Once remote and untouched, the island of Tsing Yi is anything but nowadays. Located to the northwest of Hong Kong Island and south of Tsuen Wan, the island has become a major transport hub and commuter base. Many of us pass through on a regular basis, but most overlook the island as a destination due to its urban appearance. A hotspot for infrastructure, the creations that mankind has erected around these parts is the stuff of civil engineering dreams! Nevertheless, for all the construction of recent decades, Tsing Yi still possesses some surprisingly secluded areas, peppered with nature walks and stunning viewpoints to accompany them.
Tsing Yi's name literally means "green clothes", but the island actually got its name from a type of fish once abundant in nearby waters. Before the Tsing Yi South Bridge was built in 1974, the old Tsing Yi pier was the only link between the island and the outside world. Fast-forward to today, the island is now home to about 200,000 people and is connected by eight bridges all around the island. This includes the Tsing Yi and Stonecutters Bridges, respectively the largest and third largest of their kinds in the world!
Option 1, Tsing Yi Nature Trail (Easier)
Covering the western hills of the island, the Tsing Yi Nature Trail offers an easy going, family friendly option. The network of paved paths is well mapped and signposted throughout. Peppered with exercise areas, pavilions and viewpoints, it suits those who desire an accessible and flexible route. From end to end, the trail is approximately 3km in length and is done within an hour if you stay on the move. I recommend taking your time to follow some of the detours along the way and admire the stunning views over the Tsing Ma Bridge and out to Lantau. The most convenient way to reach the trailhead via public transport is to hop off the MTR at Tsing Yi Station and ride the 248M bus to the last stop, from there 10 minute stroll up Liu To Road will get you to the start of the trail network. Alternatively, you can walk straight to the trails from the MTR; this will take around half an hour.

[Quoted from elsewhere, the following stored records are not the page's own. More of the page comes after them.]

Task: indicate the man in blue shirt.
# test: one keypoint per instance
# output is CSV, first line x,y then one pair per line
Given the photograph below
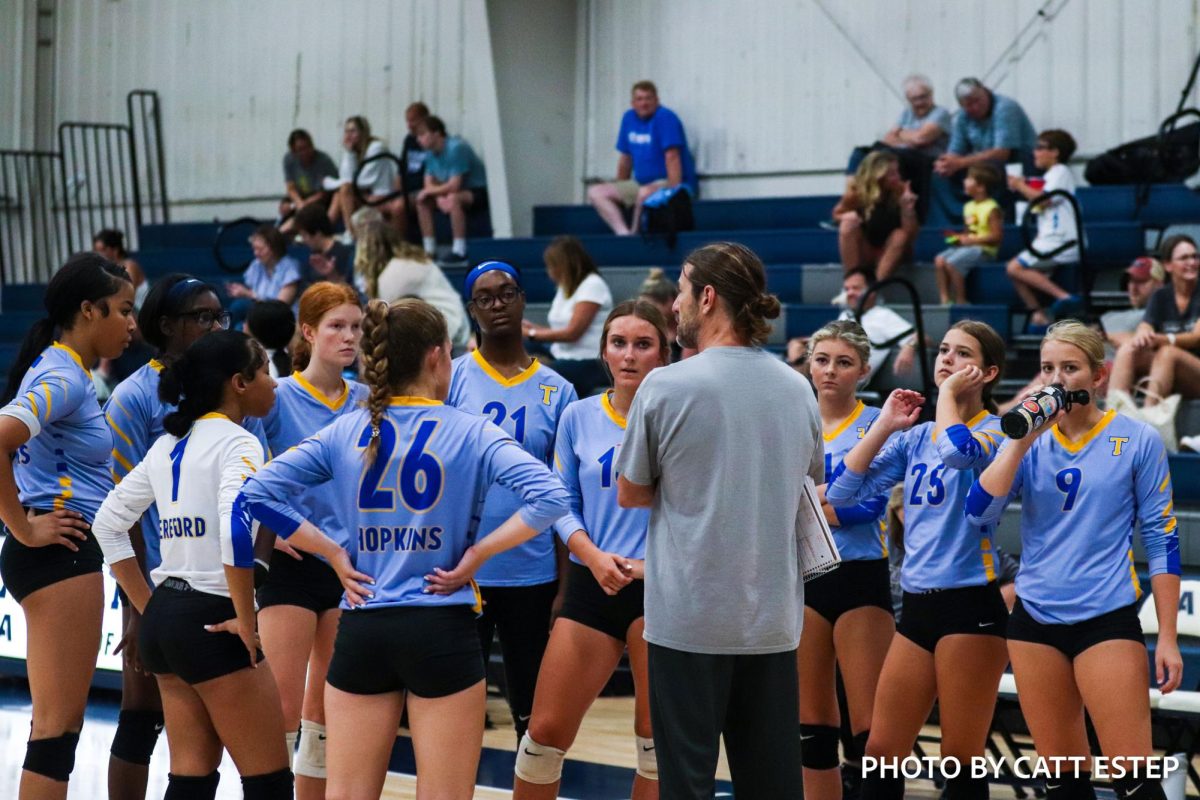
x,y
654,154
455,181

For the more adventurous folk out there, climbing up Sam Chi Heung is an awesome option. The route is direct and prominent, gaining a few hundred meters of elevation above all the surrounding areas. The three summits of Sam Chi Heung are not as heavily forested as the Tsing Yi Nature Trail, thus providing uninhibited panoramas over Tseun Wan, Kowloon and HK Island. But undoubtedly, the main attraction of climbing Sam Chi Heung is the unique vantage point it provides to look over the Stonecutters Bridge and Hong Kong Port. Find the trailhead located beside Cheung Ching Bus Terminus and follow it past some football/soccer pitches. You will start to ascend and not before long, reach a large burial area scattered across the hillsides. Once atop the first peak, it’s worth continuing along the trail until you reach the third peak, as this is where the best views are to be had. The simplest way down is a return to Cheung Ching Bus Terminus. However, for the really adventurous folk out there, keep an eye out for ribbon marked alternate routes down.
If you’re really enthusiastic, both walks can be done together as a day hike. What is great about all of these itineraries on offer is the ease of return to public transport and other amenities. That is the beauty of venturing out in a place such as Tsing Yi (and Hong Kong in general for that matter); after working up a sweat out and about, you can soon find respite. This accessibility is certainly one of Tsing Yi’s main draw cards, a tremendous place to visit on a whim without premeditation. But once you have arrived and got under the skin of this dramatic isle, the rugged hillsides and ‘bridgetastic’ vistas will sell themselves. A trip through Tsing Yi will never feel the same, after coming to truly appreciate this underrated area of Hong Kong.